Three teams in NFL history have intercepted three or fewer passes in a season. The 1982 Houston Oilers, who played nine games due to a strike, had three. The 2018 San Francisco 49ers intercepted only two. And the Texans last season had just three picks on 541 opponent passing attempts. One was by defensive end J.J. Watt, who isn't around anymore. The Texans have very few playmakers on defense, and it won't get better without Watt disrupting opponents up front. The Texans' defense ranked 30th in Football Outsiders' DVOA last season, and it could drop two spots this season unless new coordinator Lovie Smith can pull off a miracle.
Who is David Culley?
Culley was a surprise hire, and is a great story.
Culley, 65, is the oldest first-time head coach in NFL history. He worked for 27 years as an NFL assistant, with a few more years in college, but never got a shot to be a head coach or even an offensive coordinator. Culley spent the past two seasons as assistant head coach/pass coordinator/receivers coach with the Baltimore Ravens. The Texans were impressed with Culley's character and his positive attitude, which could come in handy this season.
"When you listen to people talk about David Culley, there are themes that continually repeat themselves," Texans GM Nick Caserio said at Culley's introductory news conference. "Themes such as what a special person he is, how much positive energy he emanates, a prime example of an individual that believes in servant leadership, someone who conducts himself in a way that brings out the best in others, and an outstanding communicator and teacher."
Culley has a hard job ahead of him. During his introductory news conference, most of the questions were about Deshaun Watson, and that was long before any of the accusations were made against the quarterback. But he has a shot, finally.
“Guys are going to rally behind him and support him, and they’ll want to play their best for him,” running back Mark Ingram said, according to the Houston Chronicle. “That’s the type of guy he is. He’s going to be a player’s coach who’s real and will support his players and his team. You want to go hard for a guy like that.”

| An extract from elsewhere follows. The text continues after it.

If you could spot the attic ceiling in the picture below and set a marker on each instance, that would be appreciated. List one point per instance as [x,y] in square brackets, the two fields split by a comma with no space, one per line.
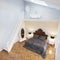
[49,3]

Maybe David Culley's positive attitude rubs off, the Deshaun Watson situation gets settled and the Texans don't finish in last place of the AFC South. It's hard to expect anything more than that. The biggest win this year would be finding some solid young pieces, Culley proving he was the right hire and getting an answer to the future at quarterback whether it's Watson, Davis Mills or the first pick of the 2022 draft. Any positive news in Houston would be welcomed.
It's hard to predict an 0-17 season for any team, but it can't be ruled out. If Deshaun Watson doesn't play for Houston, the Texans could have the worst offense and the worst defense in the NFL, with a first-time head coach and one of the hardest schedules in the NFL. And if Watson is traded it could be for far less than a team should get for an elite QB, for reasons we all understand. This season could be historically ugly.
I'd like to offer some prediction on what will happen with Deshaun Watson, but I have no idea how it turns out. No matter if Watson plays all season, some of the season, none of the season or for another team, I can't figure out how the Texans win more than four games. They went 4-12 last season with a quarterback playing at an elite level; what would they have been without him? And the roster as a whole is worse this season. This is a long-term rebuild, and Texans fans would probably be happy with any signs the franchise knows how to dig out of this mess.